From the charts above, we can learn a couple of things about IMDB rating:
* Most movies fall between the 6-8 rating range. From this data, we could say this would categorize a movie as "average";
* The average rating presents a downward trend in the yearly timeseries. While some could point to this being a proof movies are now worst, this is most likely just the byproduct of survivor bias. In other words, as IMDB was launched in the 90's, only movies deemed relevant from prior decades were added to the database. This is most true for older movies. By only having the best movies from previous decades, the average rating tends to be higher when compared to more recent years;
* On the topic of how voting amount correlates to the final rating, we can see there is little to no correlation in movies with up to 200,0000 votes. As the number of votes increases, the correlation becomes stronger and stronger. Movies with over 600,00 votes are basically guaranteed at least 7 as the final score. This most likely relates to how very popular movies tend to get viewers more engaged and also on how rating aggregators such as IMDB help shape the discourse around such flicks.
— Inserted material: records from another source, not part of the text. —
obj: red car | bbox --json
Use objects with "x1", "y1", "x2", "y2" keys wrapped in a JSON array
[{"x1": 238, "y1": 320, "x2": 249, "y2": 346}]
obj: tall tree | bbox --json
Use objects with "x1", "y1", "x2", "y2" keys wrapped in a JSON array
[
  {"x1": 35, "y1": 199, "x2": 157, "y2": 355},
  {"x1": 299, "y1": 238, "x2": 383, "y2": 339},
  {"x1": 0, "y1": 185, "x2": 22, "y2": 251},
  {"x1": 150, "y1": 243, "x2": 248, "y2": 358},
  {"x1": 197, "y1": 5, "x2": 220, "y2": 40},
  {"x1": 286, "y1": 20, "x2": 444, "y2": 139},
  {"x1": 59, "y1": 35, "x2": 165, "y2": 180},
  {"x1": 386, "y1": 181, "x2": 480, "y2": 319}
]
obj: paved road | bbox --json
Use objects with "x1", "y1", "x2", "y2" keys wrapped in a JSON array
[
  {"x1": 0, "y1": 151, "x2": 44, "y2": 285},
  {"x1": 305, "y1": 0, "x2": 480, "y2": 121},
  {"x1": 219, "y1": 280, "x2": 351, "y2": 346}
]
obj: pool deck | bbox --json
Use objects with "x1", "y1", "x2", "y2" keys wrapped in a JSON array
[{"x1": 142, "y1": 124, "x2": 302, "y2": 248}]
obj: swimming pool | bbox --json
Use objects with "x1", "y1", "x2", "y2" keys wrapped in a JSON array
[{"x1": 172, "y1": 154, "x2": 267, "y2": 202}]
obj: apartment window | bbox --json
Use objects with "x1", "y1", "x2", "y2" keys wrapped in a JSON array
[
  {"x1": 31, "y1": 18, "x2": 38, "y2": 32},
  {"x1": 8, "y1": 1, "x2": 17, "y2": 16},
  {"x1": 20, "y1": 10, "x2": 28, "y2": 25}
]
This way, people may feel more compeled to vote and help a movie be consolidated in the public opinion as a success. Or it could just be that good move are seen by more people, which in turn leads to more votes;
* Finally, looking at genres, we find the most produced ones (Comedy and Drama) don't crack into the top 10 with the best average scores.